Thursday, June 21, 2007

Study Says Eldest Children Have Higher I.Q.s

The eldest children in families tend to develop slightly higher I.Q.s than their younger siblings, researchers are reporting, based on a large study that could effectively settle more than a half-century of scientific debate about the relationship between I.Q. and birth order.

The difference in I.Q. between siblings was a result of family dynamics, not biological factors like changes in gestation caused by repeated pregnancies, the study found.

Researchers have long had evidence that first-borns tend to be more dutiful and cautious than their siblings, early in life and later, but previous studies focusing on I.Q. differences were not conclusive. In particular, analyses that were large enough to detect small differences in scores could not control for the vast differences in the way that children in separate families were raised.

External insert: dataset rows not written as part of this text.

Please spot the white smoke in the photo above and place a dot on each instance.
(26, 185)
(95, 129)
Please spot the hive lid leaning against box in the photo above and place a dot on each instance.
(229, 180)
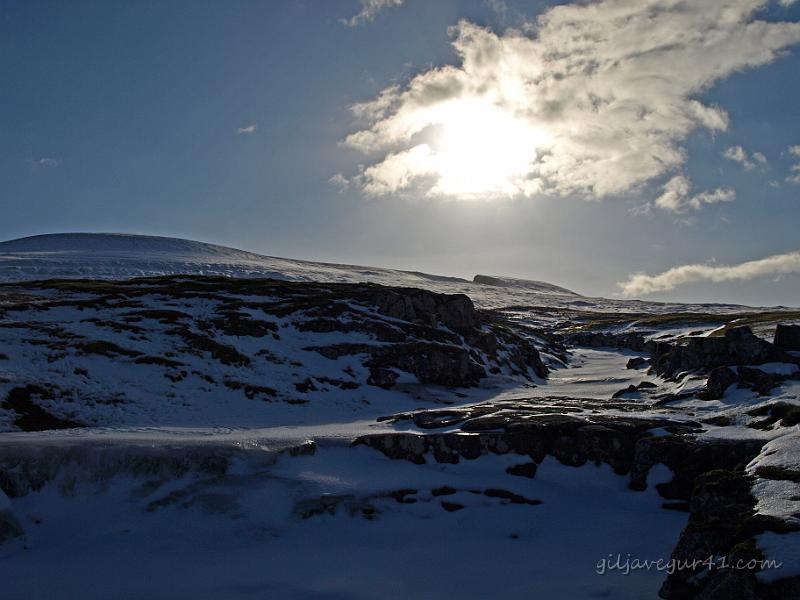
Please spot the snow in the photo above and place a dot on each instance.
(121, 256)
(239, 536)
(133, 511)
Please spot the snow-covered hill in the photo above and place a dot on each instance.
(237, 426)
(121, 256)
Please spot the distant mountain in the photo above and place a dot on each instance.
(121, 256)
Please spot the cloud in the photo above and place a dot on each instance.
(676, 196)
(370, 8)
(47, 162)
(340, 181)
(738, 154)
(795, 168)
(594, 99)
(642, 284)
(249, 130)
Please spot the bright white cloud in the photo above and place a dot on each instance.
(370, 8)
(642, 284)
(592, 99)
(738, 154)
(249, 130)
(677, 198)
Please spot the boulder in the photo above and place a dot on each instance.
(787, 337)
(739, 346)
(719, 380)
(637, 362)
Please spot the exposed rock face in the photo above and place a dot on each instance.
(744, 377)
(722, 525)
(719, 380)
(430, 363)
(454, 311)
(217, 335)
(601, 339)
(709, 479)
(787, 337)
(526, 428)
(10, 527)
(739, 346)
(637, 362)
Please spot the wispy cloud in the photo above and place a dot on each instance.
(249, 130)
(739, 155)
(369, 9)
(47, 162)
(795, 168)
(677, 197)
(594, 99)
(642, 284)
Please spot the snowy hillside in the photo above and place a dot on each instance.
(241, 426)
(121, 256)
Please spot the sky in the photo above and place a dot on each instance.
(623, 148)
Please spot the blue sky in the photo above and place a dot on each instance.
(120, 116)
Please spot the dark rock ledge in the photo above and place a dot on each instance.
(709, 479)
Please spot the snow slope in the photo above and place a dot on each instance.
(121, 256)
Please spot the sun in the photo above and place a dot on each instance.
(481, 150)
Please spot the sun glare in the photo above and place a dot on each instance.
(481, 151)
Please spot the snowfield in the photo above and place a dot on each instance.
(183, 420)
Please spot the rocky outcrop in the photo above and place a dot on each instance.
(603, 339)
(717, 552)
(232, 334)
(787, 337)
(719, 380)
(708, 480)
(739, 346)
(454, 311)
(637, 362)
(753, 378)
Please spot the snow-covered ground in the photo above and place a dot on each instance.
(195, 481)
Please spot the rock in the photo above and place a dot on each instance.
(719, 380)
(454, 311)
(760, 381)
(10, 527)
(787, 337)
(523, 470)
(601, 339)
(631, 389)
(637, 362)
(437, 364)
(739, 346)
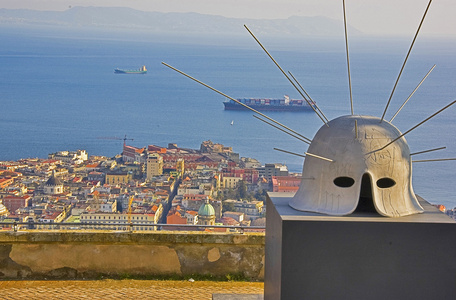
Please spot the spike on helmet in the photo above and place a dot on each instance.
(360, 174)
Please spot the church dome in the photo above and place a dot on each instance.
(206, 210)
(53, 180)
(3, 210)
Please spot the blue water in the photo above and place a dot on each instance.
(58, 91)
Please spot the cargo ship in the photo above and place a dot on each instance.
(141, 70)
(285, 104)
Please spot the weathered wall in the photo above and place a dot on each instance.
(71, 255)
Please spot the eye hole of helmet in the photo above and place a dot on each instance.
(385, 183)
(344, 181)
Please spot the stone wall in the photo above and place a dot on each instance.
(88, 255)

The new findings, which is to appear in the journal Science on Friday, are based on detailed records from 241,310 Norwegians, including some 64,000 pairs of brothers, allowing the researchers to carefully compare scores within families, as well as between families. The study found that eldest children scored about three points higher on I.Q. tests than their closest sibling. The difference was an average, meaning that it showed up in most families, but not all of them.

Three points on an I.Q. test, experts said, amount to a slight edge that could be meaningful for someone teetering between an A and a B, for instance, or even possibly between admission to an elite liberal-arts college and the state university, some experts said. They said the results are likely prompt more intensive study into the family dynamics behind such differences.

“I consider this study the most important publication to come out in this field in 70 years; it’s a dream come true,” said Frank J. Sulloway, a psychologist at the Institute of Personality and Social Research at the University of California in Berkeley.

Dr. Sulloway, who wrote an editorial accompanying the study, added, “There was some room for doubt about this effect before, but that room has now been eliminated."